Вероятно, эффект, произведенный на Сологуба этой статьей, усиливался памятью о прохождении в журнале рукописи «Тяжелых снов» и, в частности, о варварском отношении к ней Волынского, когда по собственному вкусу, а не только по цензурным соображениям он переделывал роман, изымая из него целые страницы без ведома автора.
Сологуб воспринял критические замечания Волынского как личное оскорбление, нанесенное ему редакцией «Северного вестника», как неправый суд и выпад лично против себя: как будто критик вменял ему в вину порочность и «извращенную чувственность» его героев. Сразу же по прочтении статьи разгневанный Сологуб писал Л. Гуревич:
Для того, чтобы называть мои писания пьяным угаром и т. д., надо или знать, что я пьяница и неврастеник, что, кажется, неточно, или отождествлять меня с Логиным из «Тяжелых снов», что иные делают, но без видного, конечно, основания, и притом надо знать, что я пишу в пьяном виде, — но этого сведения А. Л. (Волынский. — М. П.) ниоткуда почерпнуть не мог. Извращенная чувственность — относится ли это к моей писательской душе или к человеческой личности? Если к писательской душе, то обратимся к писаниям и спросим, из чего это явствует. Я думаю — не из чего. В нескольких стихотворениях я, говоря в первом лице (что, впрочем, еще не предрешает вопроса о том, открываюсь ли я или проникаю в чужую душу), выражаю скорбь о порочности моей вообще; более точные определения ее у меня таковы: страстность, лень, злое и больное вожделение. Все это очень обще. <…> В романе извращенная чувственность играет весьма малую роль, да и то главным образом в виде настроений, внушенных Логину провинциальными сплетнями, настроений внешних и ни в какое действие не перешедших, чем и доказывается неопровержимо, что никаких инстинктов здесь нет. Стихи, которые приводит А. Л. в доказательство извращенной чувственности, поняты им произвольно и, очевидно, истолкованы им в виду соображений о тождестве Логина с его автором. <…> Вот мои основания к тому, чтобы думать, что в «Лит<ературных> заметках» перейдены законные пределы.

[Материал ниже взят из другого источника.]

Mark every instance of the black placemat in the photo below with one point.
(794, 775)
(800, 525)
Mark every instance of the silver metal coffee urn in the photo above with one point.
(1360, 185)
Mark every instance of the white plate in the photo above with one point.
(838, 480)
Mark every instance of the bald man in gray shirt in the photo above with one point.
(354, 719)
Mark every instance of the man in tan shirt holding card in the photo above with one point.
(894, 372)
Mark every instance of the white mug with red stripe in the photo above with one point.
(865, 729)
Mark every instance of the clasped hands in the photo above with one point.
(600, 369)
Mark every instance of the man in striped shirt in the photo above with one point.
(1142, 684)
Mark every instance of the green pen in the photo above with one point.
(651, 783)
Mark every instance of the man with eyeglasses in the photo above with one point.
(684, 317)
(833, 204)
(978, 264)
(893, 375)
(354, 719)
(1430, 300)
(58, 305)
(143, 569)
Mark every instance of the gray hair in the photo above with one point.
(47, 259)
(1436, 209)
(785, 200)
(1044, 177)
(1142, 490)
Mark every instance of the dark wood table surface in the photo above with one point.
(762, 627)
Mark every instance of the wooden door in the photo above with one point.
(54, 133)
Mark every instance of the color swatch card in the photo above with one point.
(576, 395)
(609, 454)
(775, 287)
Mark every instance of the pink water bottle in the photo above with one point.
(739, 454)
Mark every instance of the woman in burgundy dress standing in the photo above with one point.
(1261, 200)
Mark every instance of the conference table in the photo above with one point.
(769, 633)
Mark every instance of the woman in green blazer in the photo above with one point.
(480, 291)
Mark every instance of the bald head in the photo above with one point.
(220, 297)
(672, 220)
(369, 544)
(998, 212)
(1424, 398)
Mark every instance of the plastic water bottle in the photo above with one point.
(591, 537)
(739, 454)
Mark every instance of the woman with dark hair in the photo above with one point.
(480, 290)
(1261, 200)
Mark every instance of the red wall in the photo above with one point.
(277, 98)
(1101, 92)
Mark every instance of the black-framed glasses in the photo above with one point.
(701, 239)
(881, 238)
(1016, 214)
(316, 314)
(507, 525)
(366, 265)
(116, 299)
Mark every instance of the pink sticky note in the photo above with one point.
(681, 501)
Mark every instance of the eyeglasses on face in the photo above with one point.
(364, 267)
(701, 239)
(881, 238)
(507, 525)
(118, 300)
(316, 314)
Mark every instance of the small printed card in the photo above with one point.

Очень прошу Вас верить, что я нисколько не возражаю против чисто литературной стороны этой статьи: критика должна быть свободной от личных пристрастий, да я и не претендую на то, чтобы меня считали хорошим и определившимся писателем. Я лично не люблю резкого и несдержанного тона критики: мы, люди ищущие, ведь не изверги же какие-нибудь, чтобы стоило так сильно сердиться на нас и так ругаться, как делает это А. Л. и другие такие же грозные критики с Бурениным во главе. <…> Я уже писал Вам однажды, как и почему я ценю возможность печататься в Вашем журнале; прекращение отношения к «Сев<ерному> В<естнику>» меня весьма огорчило бы, и я, конечно, не сделаю к этому первых шагов. С истинным уважением Федор Тетерников[360].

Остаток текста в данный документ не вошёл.